Por providencia de la misma fecha, la Sección acordó conceder un plazo común de tres días al Ministerio Fiscal y a la solicitante del amparo para que dentro de dicho término alegaren lo que estimaren pertinente en relación con la petición de suspensión interesada.

5. Mediante escrito que tuvo entrada en el Registro General de este Tribunal el día 13 de mayo de 2002, el Ministerio Fiscal formula sus alegaciones. Comienza por señalar que las resoluciones objeto del amparo son los Autos indicados de la Audiencia Provincial de Palma de Mallorca y de la Sala de lo Civil del Tribunal Supremo, mientras que, sin embargo, se solicita que se paralice el cumplimiento de las Sentencias dictadas en las dos instancias y, en consecuencia, que se mantenga la validez del contrato de compraventa declarado nulo, así como que no se proceda ni al desalojo de la recurrente ni a la anotación registral que se ordenan en la parte dispositiva de aquéllas.

A juicio del Ministerio Fiscal, aunque no se puede negar que los Autos recurridos en amparo traen su causa cronológica de las Sentencias, la suspensión no puede extenderse a los pronunciamientos de éstas por diversas razones. En primer lugar, porque el amparo no puede llevar a anular las citadas Sentencias, por lo que se estaría otorgando, por vía de suspensión, más de lo que se podría lograr si el amparo se concediera. En segundo lugar, porque la regla general aplicable a estos casos debe ser la no suspensión, considerándose como contrario a los intereses generales el incumplimiento de lo ordenado por los Tribunales.
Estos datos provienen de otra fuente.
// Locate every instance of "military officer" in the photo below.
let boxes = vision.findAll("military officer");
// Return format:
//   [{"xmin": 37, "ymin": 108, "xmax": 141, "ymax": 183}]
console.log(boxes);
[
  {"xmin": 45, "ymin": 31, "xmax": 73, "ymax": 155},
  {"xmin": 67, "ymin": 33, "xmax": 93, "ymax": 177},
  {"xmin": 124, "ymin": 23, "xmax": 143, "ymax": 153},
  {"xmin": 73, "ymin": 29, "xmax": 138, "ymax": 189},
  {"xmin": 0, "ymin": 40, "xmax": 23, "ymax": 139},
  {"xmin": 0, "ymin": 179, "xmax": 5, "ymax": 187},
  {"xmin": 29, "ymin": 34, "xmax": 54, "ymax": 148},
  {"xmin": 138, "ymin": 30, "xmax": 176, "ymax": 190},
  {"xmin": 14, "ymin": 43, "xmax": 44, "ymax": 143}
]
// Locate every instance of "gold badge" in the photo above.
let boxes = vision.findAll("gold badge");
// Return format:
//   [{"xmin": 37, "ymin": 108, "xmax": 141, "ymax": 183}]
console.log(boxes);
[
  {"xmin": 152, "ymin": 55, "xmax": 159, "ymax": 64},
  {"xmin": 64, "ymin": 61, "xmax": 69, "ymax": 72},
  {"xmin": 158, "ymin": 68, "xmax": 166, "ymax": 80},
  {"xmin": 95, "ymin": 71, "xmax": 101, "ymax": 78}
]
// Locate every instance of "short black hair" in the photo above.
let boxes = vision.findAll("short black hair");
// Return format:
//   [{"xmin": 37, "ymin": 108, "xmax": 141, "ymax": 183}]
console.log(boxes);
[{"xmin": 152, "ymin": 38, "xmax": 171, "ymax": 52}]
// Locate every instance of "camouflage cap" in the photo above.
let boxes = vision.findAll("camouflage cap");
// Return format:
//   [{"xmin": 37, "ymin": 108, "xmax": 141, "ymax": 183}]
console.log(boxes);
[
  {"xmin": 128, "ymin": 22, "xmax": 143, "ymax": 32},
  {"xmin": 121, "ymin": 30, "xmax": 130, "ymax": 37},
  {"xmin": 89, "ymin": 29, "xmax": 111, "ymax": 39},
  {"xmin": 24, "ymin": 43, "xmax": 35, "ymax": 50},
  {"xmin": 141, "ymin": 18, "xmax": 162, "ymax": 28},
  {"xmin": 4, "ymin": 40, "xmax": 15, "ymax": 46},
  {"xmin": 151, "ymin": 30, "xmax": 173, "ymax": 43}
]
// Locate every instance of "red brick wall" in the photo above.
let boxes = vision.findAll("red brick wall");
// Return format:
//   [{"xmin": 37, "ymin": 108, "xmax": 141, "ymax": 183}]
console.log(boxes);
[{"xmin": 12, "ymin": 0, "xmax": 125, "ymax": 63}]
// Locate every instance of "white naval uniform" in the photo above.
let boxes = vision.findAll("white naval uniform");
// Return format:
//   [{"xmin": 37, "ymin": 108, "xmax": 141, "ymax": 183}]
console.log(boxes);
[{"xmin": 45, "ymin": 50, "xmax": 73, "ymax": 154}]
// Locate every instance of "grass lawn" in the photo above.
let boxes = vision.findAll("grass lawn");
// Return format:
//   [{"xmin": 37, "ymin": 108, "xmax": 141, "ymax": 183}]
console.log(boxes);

En tercer lugar, en cuanto al desalojo de la vivienda, no existe seguridad alguna sobre si la recurrente se halla en posesión de aquélla y sobre si su posesión tiene vicios, hasta el punto de que en la Sentencia de primera instancia se dice que el vendedor continúa en el uso de tal vivienda y en la de apelación que la recurrente ha accedido a la misma mediante fuerza. Por todo ello, continua el Ministerio Fiscal, sólo se puede plantear la suspensión de los Autos recurridos en amparo, no siendo procedente la misma, en cuanto que al tratarse de resoluciones de carácter negativo, que coinciden en la improcedencia del recurso de casación, aquélla llevaría a una anticipación del amparo.

En consecuencia, el Ministerio Fiscal solicita que se dicte Auto denegando la suspensión.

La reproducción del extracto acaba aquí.